“Hai conosciuto Nurayev?” “Tutti hanno conosciuto la Garland”
Ogni stella è destinata a tramontare. Ci sono quelle che diventano più brillanti, per poi scomparire; oppure esplodono improvvisamente e lasciano una scia, un buco. Ci sono poi quelle che tramontano lentamente, soffrendo, coscienti sempre di più di cosa sta accadendo. Una sorte simile avviene per le “divinità” cinematografiche, non per niente chiamate anch’esse ‘stelle’. Quante storie di attori e attrici consumate dal peso del successo e dalle delusioni della vita. Tra queste c’è stata anche Judy Garland: una vita dedicata al cinema e talmente inghiottita, sin da piccola, dallo ‘star system’ da non riuscire a sopportarne il peso. E’ di lei che parla lo spettacolo ‘End of the rainbow‘ al Teatro Sistina di Roma, dal 19 al 30 settembre, con Monica Guerritore nei panni della diva hollywoodiana.

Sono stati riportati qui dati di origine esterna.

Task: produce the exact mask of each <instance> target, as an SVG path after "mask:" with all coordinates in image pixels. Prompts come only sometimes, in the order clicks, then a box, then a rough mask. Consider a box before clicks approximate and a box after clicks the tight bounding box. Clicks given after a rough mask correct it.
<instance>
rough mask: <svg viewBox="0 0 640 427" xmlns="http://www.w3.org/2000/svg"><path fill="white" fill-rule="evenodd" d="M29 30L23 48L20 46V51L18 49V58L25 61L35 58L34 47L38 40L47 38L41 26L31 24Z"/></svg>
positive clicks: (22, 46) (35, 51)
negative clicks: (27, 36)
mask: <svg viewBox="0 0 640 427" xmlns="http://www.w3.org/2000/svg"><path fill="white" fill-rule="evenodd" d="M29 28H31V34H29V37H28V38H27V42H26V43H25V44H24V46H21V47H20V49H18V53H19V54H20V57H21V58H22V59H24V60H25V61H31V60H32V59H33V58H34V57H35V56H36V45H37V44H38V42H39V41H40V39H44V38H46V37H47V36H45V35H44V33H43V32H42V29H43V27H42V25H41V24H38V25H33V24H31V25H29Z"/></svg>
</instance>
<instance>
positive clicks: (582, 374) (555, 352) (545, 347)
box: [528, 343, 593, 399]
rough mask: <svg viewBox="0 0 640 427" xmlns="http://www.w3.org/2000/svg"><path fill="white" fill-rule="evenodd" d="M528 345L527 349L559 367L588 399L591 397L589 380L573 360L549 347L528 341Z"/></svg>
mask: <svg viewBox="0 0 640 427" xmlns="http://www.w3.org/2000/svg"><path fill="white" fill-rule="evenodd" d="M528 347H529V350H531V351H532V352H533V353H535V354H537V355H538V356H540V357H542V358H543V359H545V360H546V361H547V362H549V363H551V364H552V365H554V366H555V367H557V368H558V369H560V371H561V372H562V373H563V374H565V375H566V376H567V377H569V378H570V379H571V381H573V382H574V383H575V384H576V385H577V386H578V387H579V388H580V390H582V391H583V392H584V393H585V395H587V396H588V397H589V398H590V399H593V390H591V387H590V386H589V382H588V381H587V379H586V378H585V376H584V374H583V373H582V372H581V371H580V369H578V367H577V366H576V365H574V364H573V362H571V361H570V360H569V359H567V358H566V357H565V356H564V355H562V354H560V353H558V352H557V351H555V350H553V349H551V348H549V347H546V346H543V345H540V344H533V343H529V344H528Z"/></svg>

Siamo nel 1968. Judy è a Londra insieme al suo giovane amante, poi quinto marito, Mickey Deans (Alessandro Riceci) per una tournée di sei settimane. Ad accompagnarla ci sarà anche un vecchio amico, Anthony (Aldo Gentileschi), pianista e omosessuale, che ha condiviso, con e della diva, una lunga serie di successi, confidenze e vergogne. Judy è in un momento difficile della sua vita: sta cercando di rifiorire per il suo amante e vuole anche ricominciare a vivere. Il passato però la tormenta. I ricordi, le ansie, l’eterna paura di non essere all’altezza sul palco non la vogliono abbandonare, senza contare l’assoluta dipendenza dall’alcool e pillole. E’ stanca, distrutta, combattuta e, purtroppo, tristemente sola. Le manca la vita normale, quella che non le hanno permesso di avere; l’amore, quello incondizionato, eterno, non per la diva, ma per la donna. Una donna capace di distruggersi, tormentarsi ma che rinasce solo quando canta.
Questo dualismo della diva è ben gestito dalla Guerritore, che ben si immedesima nella parte dell’attrice auto-distruttrice. Gestisce bene la sua eccentricità, le sue crisi d’astinenza, la sua isteria e la sua superbia. Il finale? Definirlo ‘commovente’ temo sia riduttivo…
Uno spettacolo, per conlcudere, che spiega cosa potrebbe esserci oltre la magia del successo e quanto questo, purtroppo, sia solo un iride, cioè un’illusione; e una donna, chiusa nella vita di una diva, che forse ancora si domanda perché non può semplicemente volare come i piccoli uccelli blu, oltre quell’arcobaleno.